Beyond the GPU, other special purpose processors that are exposed to 
userspace programs include cryptographic coprocessors. These are also typically 
interacted with via a library, such as OpenSSL. As with GPUs, CPUs are begin- 
ning to absorb some of these functions. Chips from manufacturers such as PA 
Semi and VIA include cryptographic acceleration. 

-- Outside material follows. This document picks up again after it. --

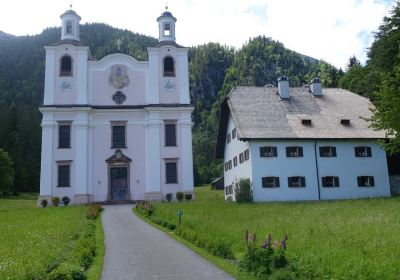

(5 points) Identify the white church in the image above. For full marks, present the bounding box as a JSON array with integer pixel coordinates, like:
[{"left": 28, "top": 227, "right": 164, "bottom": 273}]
[{"left": 39, "top": 6, "right": 194, "bottom": 204}]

The best example of a heterogeneous multicore system at the moment is the 
Cell processor. This includes a single PowerPC core, which could potentially 
run the existing PowerPC Xen port when support for PowerPC systems without 
hypervisor extensions is finished. The remaining seven or eight cores,? known as 
Synergistic Processing Units (SPUs) are highly specialized vector processors with 
their own local memory and DMA capabilities. Embedded processors are also 
tending toward a heterogeneous model, with many containing a general purpose 
ARM core and a number of specialized units, such as DSPs. 

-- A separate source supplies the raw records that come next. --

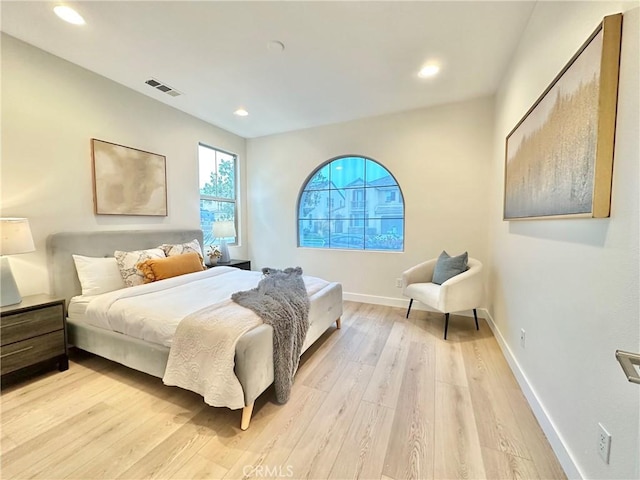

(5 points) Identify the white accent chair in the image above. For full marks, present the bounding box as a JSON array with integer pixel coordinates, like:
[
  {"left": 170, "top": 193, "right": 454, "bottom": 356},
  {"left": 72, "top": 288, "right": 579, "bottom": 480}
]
[{"left": 402, "top": 258, "right": 484, "bottom": 340}]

How these are to be exposed to guest domains is an open question. Highly 
specialized execution units could be exposed as simple devices. More general ones 
are likely to be exposed in a manner closer to current CPUs. Future versions 
of Xen may need to associate an instruction set with each VCPU, and allow 
guests to schedule tasks on VCPUs of different types, which are then scheduled on 
heterogeneous cores. Scheduling for these would have to happen in a different way 
to existing systems, because context switching is typically much more expensive, 
resulting in a need for scheduler with different-sized quanta for different VCPU 
types. Dependencies between components running on different processor types 
further complicates scheduling. 

This ties in with the work being performed by Samsung on partial relocation, 
where only some of the VCPUs of a running guest are migrated. Potentially, this 
could be extended to allow a VM to own VCPUs running on CPUs on machines 
with different architectures. A guest that ran on an ARM system might bring up 
an x86 or PowerPC VCPU on a different machine to handle a task involving a 
number of floating point operations. 


14.10 The Big Picture 


The current hypervisor is close to the Xen vision of a thin abstraction layer for 
virtual machines. The biggest change to the Xen landscape recently has come 





3The Cell is designed with eight, but the mass-market version only uses four to enable chips 
with flaws to be used.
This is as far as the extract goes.